And Nothing Hurt is not just the best album of the month. It's the best album of the year - because you'd have to record some fucking Abbey Road to beat this.
The album was not released last year, to coincide with the 20th anniversary of Ladies and Gentlemen, We are Floating in Space, but one cursory listen to And Nothing Hurt should give you an idea why. To paraphrase the great T.S. Eliot, Jason Pierce wanted to go out with a bang, not a whimper. And so if this is to be Spiritualized's final record, and I hope to God it isn't, then this is the kind of bang the Spaceman deserved. He put that much care, and talent, and time, and health, into the proceedings.
"A Perfect Miracle" brings back the precious memories of the famed title song from 1997, and Pachelbel, and all those striking melodies that Jason Pierce has written over the years. "I'm Your Man" is a timeless anthem of awkward manhood. "Here It Comes (The Road) Let's Go" is one of those simple tunes you'd think anyone can compose yet only the Spaceman is capable of. "Let's Dance" is a heroin waltz, all charming and vulnerable. "On The Sunshine" is the first noisy rocker of the LP, and it closes the first side with a groovy horn-filled wall of sound, Spiritualized-style.
Side B opens with a sweet sweet thing called "Damaged" with its intense instrumental passages gorgeous to a fault. "The Morning After" is almost as good as "Hey Jane" off the previous album. Its lengthy coda is total madness that would be ugly if it were not so goddamn tasteful. "The Prize" is another mellow ballad, the kind you place at the end of your final statement. Having said that, it's not the last song on the record as we also have "Sail On Through". A bombastic closer, you could think, something to rival "So Long You Pretty Things"? In fact, more like "Goodnight Goodnight" - only better. A sleeper, and a beaut.
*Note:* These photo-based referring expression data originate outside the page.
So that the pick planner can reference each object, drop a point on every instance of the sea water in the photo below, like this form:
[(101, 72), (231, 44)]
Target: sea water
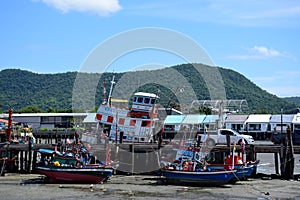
[(267, 163)]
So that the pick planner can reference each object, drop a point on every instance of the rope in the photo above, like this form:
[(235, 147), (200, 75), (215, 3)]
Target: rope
[(2, 168)]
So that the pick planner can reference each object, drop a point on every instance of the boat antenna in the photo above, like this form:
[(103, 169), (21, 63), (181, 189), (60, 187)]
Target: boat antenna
[(110, 91), (104, 101)]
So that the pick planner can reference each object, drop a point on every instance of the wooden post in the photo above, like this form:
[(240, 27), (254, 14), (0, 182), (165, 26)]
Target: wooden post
[(21, 161), (29, 156), (290, 162), (228, 140), (276, 163)]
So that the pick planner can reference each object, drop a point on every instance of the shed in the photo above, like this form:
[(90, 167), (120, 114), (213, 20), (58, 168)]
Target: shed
[(173, 122), (236, 122), (193, 122), (278, 121), (258, 123), (296, 123), (211, 122)]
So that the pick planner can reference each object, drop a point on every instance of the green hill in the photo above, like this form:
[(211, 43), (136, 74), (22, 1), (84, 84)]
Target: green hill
[(24, 91)]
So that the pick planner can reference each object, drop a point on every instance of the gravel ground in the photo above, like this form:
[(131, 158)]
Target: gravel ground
[(20, 186)]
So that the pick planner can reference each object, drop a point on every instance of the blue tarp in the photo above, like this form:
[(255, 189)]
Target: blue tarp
[(174, 119), (49, 151)]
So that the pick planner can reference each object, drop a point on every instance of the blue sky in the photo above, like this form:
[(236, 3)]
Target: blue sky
[(259, 39)]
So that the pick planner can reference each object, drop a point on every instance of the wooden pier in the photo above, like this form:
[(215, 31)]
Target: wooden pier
[(141, 158)]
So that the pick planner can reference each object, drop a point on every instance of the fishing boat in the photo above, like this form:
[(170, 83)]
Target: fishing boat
[(134, 123), (244, 170), (68, 168), (198, 176)]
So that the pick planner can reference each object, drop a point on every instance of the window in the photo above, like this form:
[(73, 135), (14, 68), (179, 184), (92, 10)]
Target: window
[(254, 127), (225, 132), (140, 100), (153, 101), (147, 100)]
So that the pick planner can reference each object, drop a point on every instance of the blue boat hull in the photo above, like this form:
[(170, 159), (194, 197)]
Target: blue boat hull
[(205, 178)]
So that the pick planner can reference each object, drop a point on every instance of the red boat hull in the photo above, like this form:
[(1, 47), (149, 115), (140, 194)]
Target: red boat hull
[(76, 175)]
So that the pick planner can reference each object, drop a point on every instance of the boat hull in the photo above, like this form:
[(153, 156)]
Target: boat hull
[(205, 178), (76, 175)]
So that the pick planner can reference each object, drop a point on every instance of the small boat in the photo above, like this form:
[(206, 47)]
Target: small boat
[(204, 178), (189, 170), (135, 122), (244, 171), (65, 168)]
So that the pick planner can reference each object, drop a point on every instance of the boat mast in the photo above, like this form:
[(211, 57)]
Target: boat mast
[(110, 91), (104, 101)]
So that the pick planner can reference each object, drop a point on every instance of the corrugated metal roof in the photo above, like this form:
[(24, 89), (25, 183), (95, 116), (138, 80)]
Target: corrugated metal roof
[(236, 118), (90, 118), (211, 118), (193, 119), (296, 119), (259, 118), (285, 118), (174, 119), (49, 114)]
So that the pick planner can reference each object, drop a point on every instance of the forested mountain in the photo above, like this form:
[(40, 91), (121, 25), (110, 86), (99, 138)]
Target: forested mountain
[(293, 100), (24, 91)]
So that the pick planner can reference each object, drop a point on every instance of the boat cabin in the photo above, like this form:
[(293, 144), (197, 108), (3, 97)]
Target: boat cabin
[(144, 105)]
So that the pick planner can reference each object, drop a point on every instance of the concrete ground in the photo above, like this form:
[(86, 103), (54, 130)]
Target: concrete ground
[(20, 186)]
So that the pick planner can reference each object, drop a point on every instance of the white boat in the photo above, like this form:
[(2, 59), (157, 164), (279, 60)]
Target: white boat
[(139, 124)]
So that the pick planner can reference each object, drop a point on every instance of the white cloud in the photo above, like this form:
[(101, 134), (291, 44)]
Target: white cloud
[(260, 52), (265, 51), (100, 7)]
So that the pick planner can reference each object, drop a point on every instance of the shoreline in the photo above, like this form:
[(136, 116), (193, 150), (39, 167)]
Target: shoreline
[(32, 186)]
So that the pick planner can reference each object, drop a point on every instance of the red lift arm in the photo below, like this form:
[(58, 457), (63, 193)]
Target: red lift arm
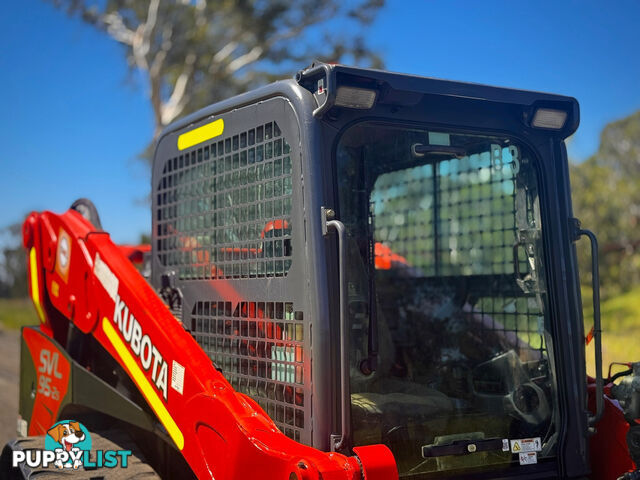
[(81, 274)]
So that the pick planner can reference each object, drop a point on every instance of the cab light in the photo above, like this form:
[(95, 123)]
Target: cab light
[(353, 97), (549, 118)]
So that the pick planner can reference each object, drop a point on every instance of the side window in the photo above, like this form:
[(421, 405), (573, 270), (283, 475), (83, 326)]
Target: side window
[(224, 209)]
I know I keep mentioning these other songs from Spiritualized's career, but that's because And Nothing Hurt is so mindful of its past. And I know I keep harping on about this being Jason Pierce's last album, but then those were his words. It's been a long fight, from "Cop Shoot Cop" to "Medication", and it has left its bruises. That there is so much great music coming from these bruises I can only see as a miracle. I will of course be waiting for another one, patiently, but for now this will be played until the vinyl wears thin. The album is a masterpiece.